Diverse Committees with Incomplete or Inaccurate Approval Ballots

We study diversity in approval-based committee elections with incomplete or inaccurate information. We define diversity according to the Maximum Coverage problem, which is known to be $\mathsf{NP}$-complete, with a best attainable polynomial time approximation ratio of $1-1/e$. In the incomplete information setting, voters vote only on a small portion of the candidates, and we prove that getting arbitrarily close to the optimal approximation ratio w.h.p. requires $Ω(m^2)$ non-adaptive queries, where $m$ is the number of candidates. This motivates studying adaptive querying algorithms, that can adapt their querying strategy to information obtained from previous query outcomes. In that setting, we lower this bound to only $Ω(m)$ queries. We propose a greedy algorithm to match this lower bound up to log-factors. We prove the same $\tildeΘ(m)$ bound for the generalized problem of Maximum Coverage over a matroid constraint, using a local search algorithm. Specifying a matroid of valid committees lets us implement extra structural requirements on the committee, like quota. In the inaccurate information setting, voters' responses are corrupted with a small probability. We prove $\tildeΘ(nm)$ queries are required to attain a $(1-1/e)$-approximation with high probability, where $n$ is the number of voters. While the proven bounds show that all our algorithms are viable asymptotically, they also show that some of them would still require large numbers of queries in instances of practical relevance. Using real data from Polis as well as synthetic data, we observe that our algorithms perform well also on smaller instances, both with incomplete and inaccurate information.

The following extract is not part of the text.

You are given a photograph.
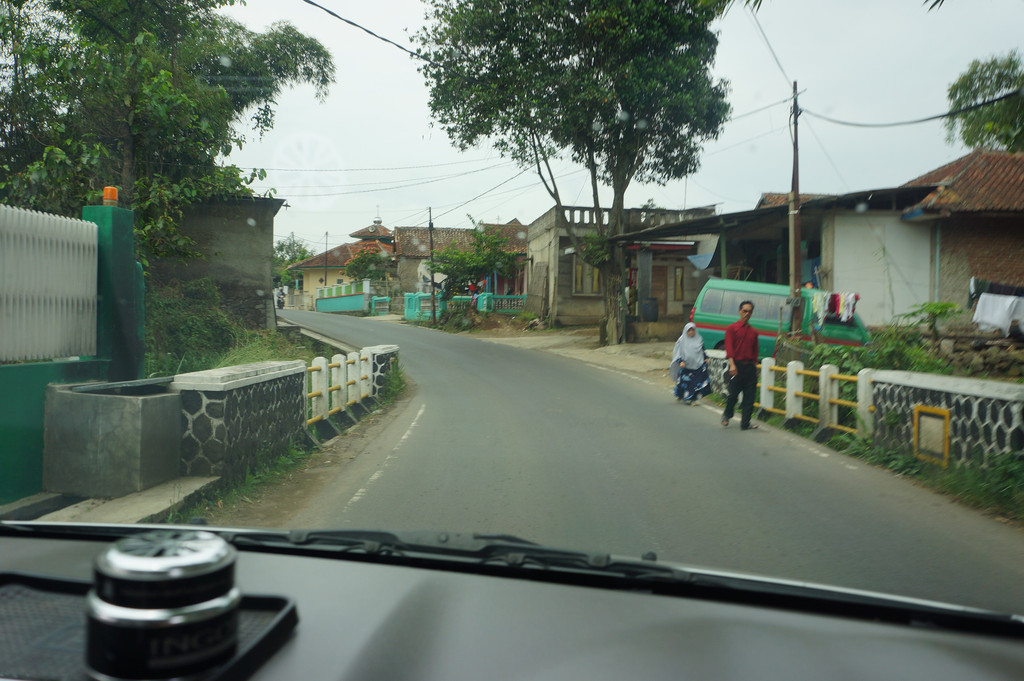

翻译：我们研究了在信息不完整或不准确的情况下基于批准的委员会选举中的多样性。我们根据最大覆盖问题定义多样性，该问题已知是$\mathsf{NP}$-完全的，且最佳可实现的多项式时间近似比为$1-1/e$。在信息不完整的环境中，选民仅对少数候选人进行投票，我们证明，要任意接近最优近似比（高概率），需要$\Omega(m^2)$次非自适应查询，其中$m$是候选人数。这促使我们研究自适应查询算法，该算法能根据先前查询结果调整查询策略。在此设置下，我们将下界降至仅$\Omega(m)$次查询。我们提出一种贪心算法，以匹配该下界（在对数因子内）。通过局部搜索算法，我们针对拟阵约束上的广义最大覆盖问题证明了相同的$\tilde\Theta(m)$界。指定有效委员会的拟阵允许我们在委员会上实施额外的结构要求，如配额。在信息不准确的环境中，选民的回答以较小概率被破坏。我们证明需要$\tilde\Theta(nm)$次查询才能高概率达到$(1-1/e)$-近似，其中$n$是选民人数。虽然已证明的界表明我们的所有算法在渐近意义下是可行的，但它们也表明，在具有实际意义的实例中，某些算法仍需大量查询。通过使用来自Polis的真实数据以及合成数据，我们观察到，在信息不完整和不准确的情况下，我们的算法在较小实例上也能表现良好。